Allenatore? Presidente? Niente di tutto questo. Cristiano Ronaldo è appena stato nominato miglior goleador dell’anno con 57 marcature in altrettante partite, precedendo il rivale di sempre Leo Messi (a quota 52) e la punta polacca del Bayern Monaco Robert Lewandowski (a quota 49).

Tutto questo non basta al portoghese, che punta a sfondare e ad eccellere anche in altri campi oltre a quello da gioco. Entrando nello specifico, l’asso portoghese ha da tempo creato una linea di abbigliamento sulla quale punta molto anche dopo che avrà appeso gli scarpini al chiodo: “Terminata la vita da calciatore, fra 5, 6, 7, 10 anni, ce ne sarà un’altra. Però non voglio essere un allenatore, o un direttore di un club o un presidente. Voglio vivere come un re. Vorrei che il mio marchio di abbigliamento continuasse ad espandersi”.
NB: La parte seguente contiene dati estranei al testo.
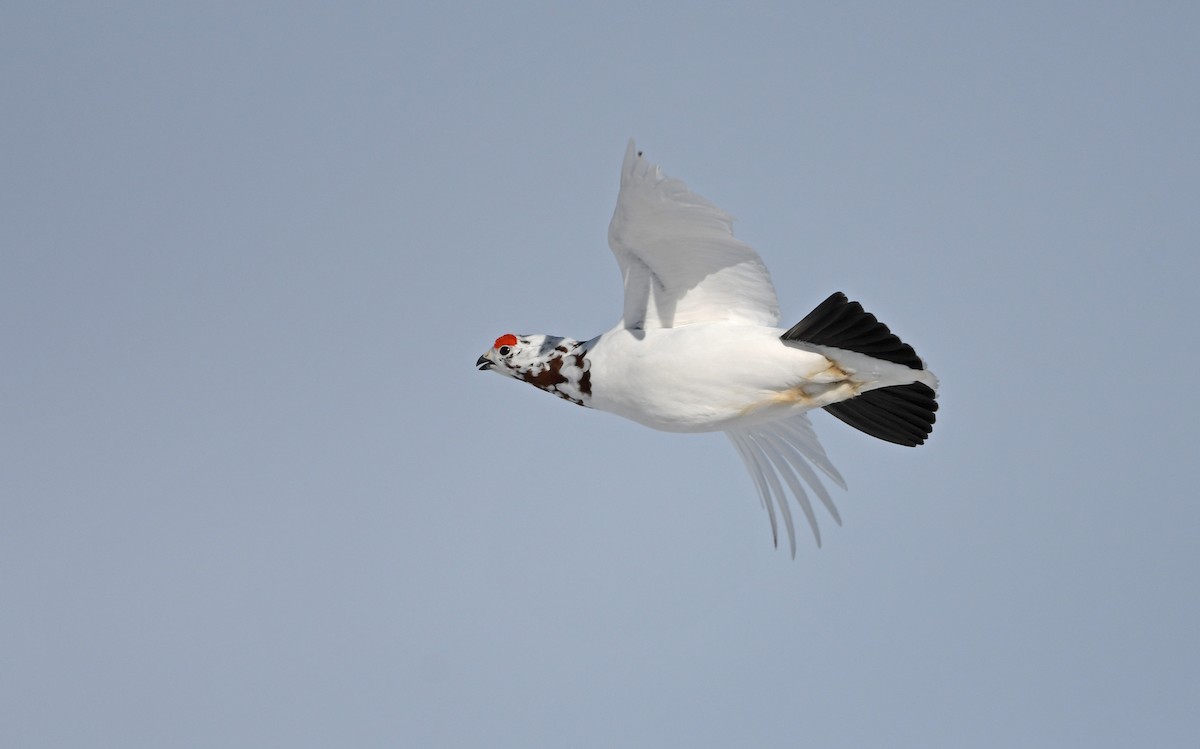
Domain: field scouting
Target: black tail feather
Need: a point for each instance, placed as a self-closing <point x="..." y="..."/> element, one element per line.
<point x="841" y="323"/>
<point x="903" y="414"/>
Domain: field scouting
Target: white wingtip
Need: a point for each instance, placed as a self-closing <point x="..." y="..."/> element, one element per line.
<point x="783" y="450"/>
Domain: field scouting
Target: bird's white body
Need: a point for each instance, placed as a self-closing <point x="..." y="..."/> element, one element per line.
<point x="699" y="349"/>
<point x="723" y="376"/>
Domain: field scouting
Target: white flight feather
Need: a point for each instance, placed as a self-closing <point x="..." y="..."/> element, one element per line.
<point x="785" y="449"/>
<point x="678" y="258"/>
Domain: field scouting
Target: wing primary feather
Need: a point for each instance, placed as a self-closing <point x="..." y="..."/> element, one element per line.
<point x="780" y="495"/>
<point x="784" y="468"/>
<point x="796" y="461"/>
<point x="755" y="471"/>
<point x="803" y="436"/>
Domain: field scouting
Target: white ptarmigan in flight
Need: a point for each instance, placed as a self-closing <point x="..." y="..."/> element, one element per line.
<point x="697" y="349"/>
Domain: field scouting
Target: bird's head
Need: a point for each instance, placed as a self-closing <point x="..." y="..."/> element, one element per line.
<point x="508" y="357"/>
<point x="553" y="364"/>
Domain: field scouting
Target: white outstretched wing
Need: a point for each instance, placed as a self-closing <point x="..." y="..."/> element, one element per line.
<point x="785" y="449"/>
<point x="678" y="256"/>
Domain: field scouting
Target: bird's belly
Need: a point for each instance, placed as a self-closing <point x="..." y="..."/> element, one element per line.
<point x="696" y="381"/>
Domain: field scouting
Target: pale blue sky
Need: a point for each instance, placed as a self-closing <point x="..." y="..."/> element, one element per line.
<point x="253" y="491"/>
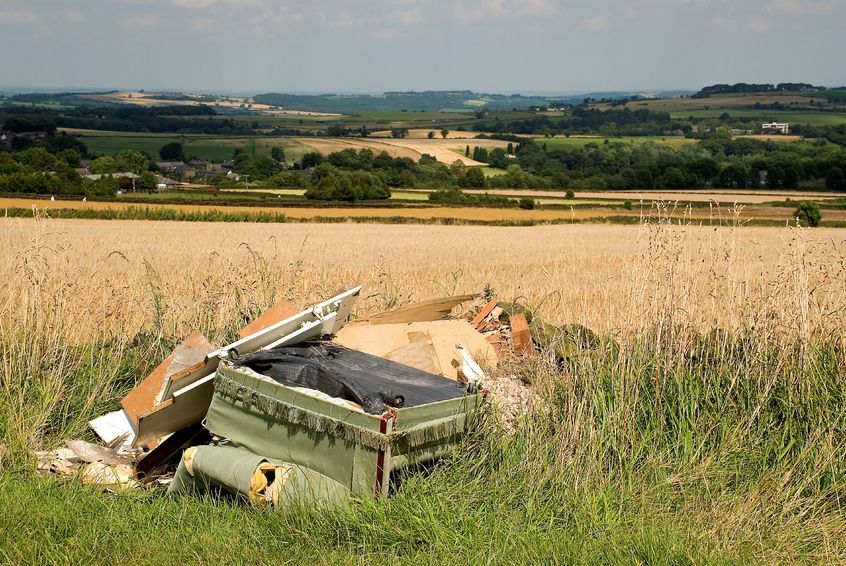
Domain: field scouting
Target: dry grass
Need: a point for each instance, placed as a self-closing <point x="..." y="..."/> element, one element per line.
<point x="722" y="196"/>
<point x="104" y="275"/>
<point x="642" y="209"/>
<point x="661" y="445"/>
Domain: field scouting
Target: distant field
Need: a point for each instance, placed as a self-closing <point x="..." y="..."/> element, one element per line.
<point x="724" y="197"/>
<point x="580" y="141"/>
<point x="215" y="148"/>
<point x="444" y="150"/>
<point x="704" y="215"/>
<point x="791" y="116"/>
Il nostro Ronaldo ha le idee abbastanza chiare, direi quasi troppo considerando anche l’ingente investimento effettuato in un settore del tutto differente, cioè quello alberghiero. Un investimento da 37 milioni di euro che, partendo dall’isola portoghese di Madeira, darà vita a 4 alberghi di lusso recanti l’ autocelebrativa sigla CR7.

Le manie di protagonismo di Cristiano Ronaldo sono note a tutti, ma provate a farglielo notare e vi risponderà così: “C’è chi mi odia, chi mi dice che sono arrogante e vanitoso. Fa parte del mio successo. Sono nato per essere il migliore. Se ho raggiunto tutti questi risultati, se sono quello che sono, non devo certo cambiare. […] Non posso vivere pensando tutti i giorni a cosa pensano di me gli altri. Sono antipatico? Nemmeno Dio piaceva a tutti. Non ho rimpianti e vado a letto con la coscienza pulita”.

Livello di arroganza: Zlatan Ibrahimovic.